統合失調症では外的な刺激や内的な表象に対して過剰なsalience(重要と感じること、ハッと注意を惹きつけられること)を感じ取ってしまうことにより、妄想や幻聴などの症状が引き起こされると想定されています(異常Salience仮説:Kapur, 2003)。一方、このようなsalienceに関わる神経機構として、中脳-線条体のドーパミン神経、前部帯状回および島皮質からなるsalience network、視覚処理系、および聴覚処理系と、少なくとも4つの神経システムがあります。脳内に類似の性質を処理するシステムが4つも独立して存在するとは考えにくく、互いに協調しているか、同じ作動原理が働いているか、あるいはその両方である可能性があります。
本研究課題では、これら4つのsalienceシステムが、脳内で統合されて機能しているとする「統合salienceモデル」に基づき、統合失調症のネットワーク病態を明らかにすることを目的としています。

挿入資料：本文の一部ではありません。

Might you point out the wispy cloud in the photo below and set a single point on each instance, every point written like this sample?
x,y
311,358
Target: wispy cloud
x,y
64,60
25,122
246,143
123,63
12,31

1) 機能的MRIデータを用いて、4つのsalience間の動的な結合性と、それらと妄想・幻視・幻聴とのかかわりを明らかにする。
2) 機能的MRIデータと拡散MRIデータを統合的に用い、4つのsalienceを説明する機能的・構造的モデルを明らかにする。
3) 4 つのsalienceを、Bayesモデルという単一の作動原理を用いて統一的に記述し、妄想・幻視・幻聴の計算論的バイオマーカー開発につなげる。

文献

  1. Miyata J (2019)
    Toward integrated understanding of salience in psychosis.
    Neurobiology of Disease 131: 104414.
  2. Mori Y, Miyata J, Isobe M, Son S, Yoshihara Y, Aso T, et al. (2018)
    Effect of phase-encoding direction on group analysis of resting-state functional  magnetic resonance imaging.
    Psychiatry Clin Neurosci 72(9): 683-91.
  3. Son S, Miyata J, Mori Y, Isobe M, Urayama S-I, Aso T, et al. (2017)
    Lateralization of intrinsic frontoparietal network connectivity and symptoms in schizophrenia.
    Psychiatry Res Neuroimaging 260: 23-8.
  4. Kubota M, Miyata J, Sasamoto A, Sugihara G, Yoshida H, Kawada R, et al. (2013) Thalamocortical disconnection in the orbitofrontal region associated with cortical thinning in schizophrenia.
    JAMA Psychiatry 70(1): 12-21.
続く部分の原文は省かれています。